In the meantime I would like to plant either one or two complimentary fast growing climbers to train around the pillars and over the top (preferably evergreen) that won't cause damage to the stone like the ivy did.

I'm thinking a jasmine and group 1 clematis? Problem is that corner is very shady and doesn't get huge amounts of sun (a couple of hours mid morning in summer).

Are there any particular varieties anyone would recommend? Or other options altogether?

Thanks 😊 


  • For temporary cover I'd be tempted to go for nasturtiums
  • MarlorenaMarlorena Posts: 8,430 evergreen, rampant, mostly shady but open site...

    ..for one pillar, you could probably get away with Clematis armandii, no idea where you are but it survives 1000 feet up in the Peak District.. and if it's cut down by frost, it's so rampant it will soon spring back again... scented, and beautiful foliage.. will tolerate some shade...

    ..for the other one, Lonicera japonica 'Halliana'... scented honeysuckle, late June to autumn, evergreen and trouble free ...    

    ..when they meet at the top let them fight it out... and when the Wisteria joins in.. it might be time to move..
    East Anglia, England
  • Thanks @Marlorena

    It's not quite as open as in the picture now. The corner down by the wall has a large chicken coop and we have a weeping willow currently in a very large pot next between the chicken shed and pillars (it will eventually be moved when we have finished renovating some woodland.

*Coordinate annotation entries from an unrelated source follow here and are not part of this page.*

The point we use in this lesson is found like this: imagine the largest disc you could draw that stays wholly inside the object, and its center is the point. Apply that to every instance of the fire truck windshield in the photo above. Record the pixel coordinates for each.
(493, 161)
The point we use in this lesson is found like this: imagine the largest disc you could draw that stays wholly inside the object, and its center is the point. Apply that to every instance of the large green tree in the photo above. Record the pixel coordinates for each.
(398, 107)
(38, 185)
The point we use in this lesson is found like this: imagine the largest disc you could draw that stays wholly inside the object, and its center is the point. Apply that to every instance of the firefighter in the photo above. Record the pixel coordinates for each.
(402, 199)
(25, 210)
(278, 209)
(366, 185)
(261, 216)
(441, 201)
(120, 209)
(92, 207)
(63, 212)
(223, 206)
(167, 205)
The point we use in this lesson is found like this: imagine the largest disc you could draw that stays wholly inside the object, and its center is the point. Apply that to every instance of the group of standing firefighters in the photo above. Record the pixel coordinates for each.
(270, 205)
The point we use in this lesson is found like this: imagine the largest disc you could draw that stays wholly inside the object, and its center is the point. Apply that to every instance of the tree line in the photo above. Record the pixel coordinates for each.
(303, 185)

    We're Shropshire, in a narrow valley and seemingly have our own micro-climate aided by the walled garden - so altitude isn't an issue 😉

    Sadly I think it will be some time before the Wisteria gets anywhere near if last years lack of growth is anything to go by. Hope it does better this year being more established.

    I will have a look at your suggestions - thanks 😊 
  • LoxleyLoxley Posts: 5,556
    I think C. armandii is a great idea. Normally I don't like it because it tends to shoot up and have lots of growth at the top and fairly bare stems lower down, but that would work well with your rather cool looking portico.
  • Thanks @Loxley. It is rather awesome. Our house used to be the lodge for a hall (which is now flats). In the 30s the hall was owned by an eccentric Italian count who seems to have had a taste for neoclassical garden ornaments.

    We inherited a lot of rubbish when we bought the house - including a woodland full of bamboo. But we have uncovered a few delights and this was one of them 🙂
    Everyone likes butterflies. Nobody likes caterpillars.
  • What a lovely thing to have in your garden!
    East Yorkshire
  • SophieKSophieK Posts: 244
    You could do a climbing rose intertwined with a clematis that flower at different times. You can find varieties that tolerate shady areas well for both pants.